Scientists in China have designed and developed a series of epoxy thermoset resins containing gamma ray-responsive bonds. The new polymers, which have mechanical and thermal properties comparable with those of commodity epoxy resins, degrade in a controlled manner on exposure to gamma irradiation.

Industrial degradation processes for thermoset polymers rely on incineration, landfill, thermolysis and solvolysis. Such strategies are linked to harsh reaction conditions, excessive energy consumption and pollution. Gamma ray-induced polymer degradation is one sustainable alternative but establishing controlled degradation pathways is a challenge because gamma ray degradation of thermosets is often hindered by irradiation-induced crosslinking of polymer chains.


Source: © Zhen Hu/Harbin Institute of Technology

The epoxy thermosets are designed to preferentially degrade upon exposure to gamma irradiation, whilst avoiding uncontrollable recombination and crosslinking processes

Aiming to take control of thermoset degradation, Ningdi Xu and colleagues at the Harbin Institute of Technology and the Technical Physics Institute of Heilongjiang Academy of Sciences, designed epoxy thermosets with phenyl imine conjugated bonds that are sensitive to gamma radiation. Preparing the epoxy thermosets involved curing a commercial bisphenol A epoxy with curing agents synthesised from p-aminoacetophenone and dihydrazide. ‘The gamma ray-sensitive behaviour can be attributed to the preferential cleavage of the conjugated phenyl imine bonds in gamma ray irradiation,’ explains Xu. ‘The key issue for facilitating this degradation process is reducing uncontrolled recombination and crosslinking. The adjacent position of the N–N bond introduces a stable conjugated structure, which can stabilise active free radicals generated after gamma ray irradiation, making it difficult for the polymers to recombine and crosslink.’

The team has developed ‘a novel class of gamma ray-responsive epoxy thermosets with high thermal and solvent robustness, and an impressive mechanical performance including a Young’s modulus as high as ∼2.7GPa, yet they degrade under controlled γ-ray irradiation,’ comments Andreia Sousa, a sustainable polymers researcher at the University of Aveiro in Portugal. ‘These are quite good prospects for their recycling, and in that regard also to solve a real word challenge – polymer waste accumulation.’
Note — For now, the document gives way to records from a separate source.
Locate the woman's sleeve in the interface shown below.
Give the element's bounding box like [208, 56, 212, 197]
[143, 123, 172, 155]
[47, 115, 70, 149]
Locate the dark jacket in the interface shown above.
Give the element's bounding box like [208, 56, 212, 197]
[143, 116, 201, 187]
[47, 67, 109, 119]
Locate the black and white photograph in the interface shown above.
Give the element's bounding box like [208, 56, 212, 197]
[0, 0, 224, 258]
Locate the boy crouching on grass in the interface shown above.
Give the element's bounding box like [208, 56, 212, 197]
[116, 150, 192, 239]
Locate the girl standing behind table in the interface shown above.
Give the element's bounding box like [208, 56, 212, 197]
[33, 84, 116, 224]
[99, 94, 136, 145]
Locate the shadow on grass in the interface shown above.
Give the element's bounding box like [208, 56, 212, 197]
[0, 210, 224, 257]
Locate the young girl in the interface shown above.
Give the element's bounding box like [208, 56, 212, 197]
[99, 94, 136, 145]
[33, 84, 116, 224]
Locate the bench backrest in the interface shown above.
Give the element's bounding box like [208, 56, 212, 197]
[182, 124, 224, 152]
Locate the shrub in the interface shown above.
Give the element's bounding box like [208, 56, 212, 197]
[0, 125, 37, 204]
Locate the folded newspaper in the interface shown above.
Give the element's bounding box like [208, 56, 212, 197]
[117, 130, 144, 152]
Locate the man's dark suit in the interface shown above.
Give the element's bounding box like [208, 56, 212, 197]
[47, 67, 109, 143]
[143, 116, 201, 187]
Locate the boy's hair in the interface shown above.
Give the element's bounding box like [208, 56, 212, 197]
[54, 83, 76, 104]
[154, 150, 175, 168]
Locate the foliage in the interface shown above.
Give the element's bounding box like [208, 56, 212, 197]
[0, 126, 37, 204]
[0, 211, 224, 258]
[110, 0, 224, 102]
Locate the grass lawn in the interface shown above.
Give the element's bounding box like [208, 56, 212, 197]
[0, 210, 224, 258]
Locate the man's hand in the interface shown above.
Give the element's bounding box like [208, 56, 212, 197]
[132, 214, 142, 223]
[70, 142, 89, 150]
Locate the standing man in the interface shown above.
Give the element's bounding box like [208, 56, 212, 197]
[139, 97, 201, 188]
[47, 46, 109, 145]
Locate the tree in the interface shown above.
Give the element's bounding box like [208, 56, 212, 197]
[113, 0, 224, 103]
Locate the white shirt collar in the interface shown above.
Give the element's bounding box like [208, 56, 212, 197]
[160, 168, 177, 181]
Likewise, Sahar Al-Malaika, a polymer scientist at Aston University, UK, says the work presents ‘a convincing laboratory-based scientific case to a new approach for addressing the thorny issues of polymer waste and recycling of thermosets’. However, Al-Malaika also raises some potential challenges with scaling up the process: ‘Of particular importance are the inherent risks and hazardous issues in large-scale operations and the inadvertent production of collateral waste in terms of disposal – [particularly] organic solvents and radioactive waste.’

Xu concludes that ‘it is achievable to apply gamma ray-responsive conjugated phenyl imine bonds into the design of various other thermosetting materials and it would be expected that a range of robust and stable thermosetting resin composites can be fabricated with the potential for industrial applications, ultimately promoting the sustainable development of composite materials.’